NEW YORK -- The alleged Maryland snipers may be behind bars, but New Yorkers can experience the thrill of shooting innocent people for themselves, sniper style, with a controversial, new interactive art installation on display in SoHo.

Shoot Me, by the multimedia artist Miyoung Song, features a basement shooting gallery that enables visitors to take potshots with a BB gun at random women, children and porn stars in the throes of sex as they flash by on a video screen equipped with a paper bull's eye.

The installation has been attacked by newspapers and local TV stations for its insensitive timing, while the national capital region was living in fear of random sniper attacks. The Daily News criticized its, "sophomoric imbecility."

Shoot Me, which is part of a group show titled Pulse that features works by 11 South Korean-born artists, opened at the Puffin Room on Broome Street in September, before the wave of violence around Washington. It closes Nov. 10.

Artist Miyoung Song says that the controversy is manufactured. "I think the media wants to extend the sniper issue with this."

Song, 35, said she intended the work as a critique of a male-dominated society and an exploration of the violent impulses of the unconscious.

She was inspired by watching little girls in her native South Korea pose for their fathers to take their photos, while calling out, "Shoot me, Daddy! Shoot me!" Song wanted to play with the different definitions of the phrase, including its use in the world of pornography as an incitement to orgasm.

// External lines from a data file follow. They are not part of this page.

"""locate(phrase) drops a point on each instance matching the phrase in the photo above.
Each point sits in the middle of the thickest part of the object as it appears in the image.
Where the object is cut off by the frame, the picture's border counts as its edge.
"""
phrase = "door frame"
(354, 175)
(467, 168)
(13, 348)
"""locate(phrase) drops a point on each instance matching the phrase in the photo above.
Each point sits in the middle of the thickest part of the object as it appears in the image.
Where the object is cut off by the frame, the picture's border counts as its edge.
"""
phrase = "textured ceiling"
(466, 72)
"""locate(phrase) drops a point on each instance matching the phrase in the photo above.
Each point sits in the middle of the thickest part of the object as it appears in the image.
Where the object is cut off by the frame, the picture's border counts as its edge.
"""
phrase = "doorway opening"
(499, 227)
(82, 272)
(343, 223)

Song's installation includes a video of comments from people who have used the shooting gallery. "It was fun," says a 14-year-old boy. "I liked shooting the little kids." The boy's father says: "It was very satisfying. I think there should be more of this . . . You want to go back on to the streets and find some new targets."

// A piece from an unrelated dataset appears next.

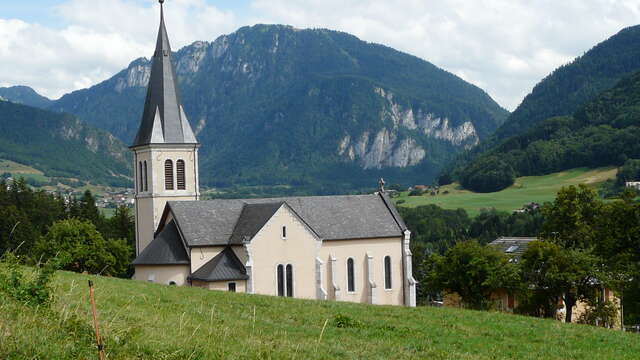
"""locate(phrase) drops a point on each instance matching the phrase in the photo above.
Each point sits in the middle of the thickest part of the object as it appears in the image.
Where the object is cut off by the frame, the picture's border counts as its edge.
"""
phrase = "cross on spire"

The comments were recorded last year, but at least one prefigures the sniper attacks. "It made me think that just anybody could be a target," says Mikie, a 29-year-old Web programmer. "Somebody could be shooting at me from somewhere."

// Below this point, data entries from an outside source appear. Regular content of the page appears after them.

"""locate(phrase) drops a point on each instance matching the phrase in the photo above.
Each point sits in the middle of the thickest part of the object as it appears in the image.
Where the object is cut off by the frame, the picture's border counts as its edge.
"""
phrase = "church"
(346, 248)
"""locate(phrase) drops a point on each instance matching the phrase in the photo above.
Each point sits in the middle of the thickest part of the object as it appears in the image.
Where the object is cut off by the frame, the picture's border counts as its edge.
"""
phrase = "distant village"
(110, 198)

He added: "It also made me think about advertising, about how people make me into a target." In fact, visitors to the gallery can purchase black t-shirts adorned with a silver bullseye on the chest. "Be a human target," says an ad for the shirts.

Carl Rosenstein, the director of the Puffin Room, says the attention to the piece suggests a fickleness on the part of the media. "I think it's tragic and telling that the media is only interested in stories about gun violence when people are killed, as they were in Washington, and the issue is hunted off to the side at other times." But Song says she didn't intend the piece to be a comment on gun control. "Violence didn't come because of guns. People's unconsciousness can be a real terror, and all of the violence and terror exist in society. Terrorism existed a long time ago, and if guns didn't exist, people would use spears or baseball bats."

Song says she has no intention of taking down the work, but the for-profit American entertainment industry reacted with extreme sensitivity during the sniper rampage. Twentieth Century Fox pulled the intended Nov. 15 release of Phone Booth, a thriller about a sniper in New York who targets a man in a phone booth. A division of Fox also pulled online advertisements for the television drama 24 which featured the crosshairs of a rifle, after complaints from Internet users.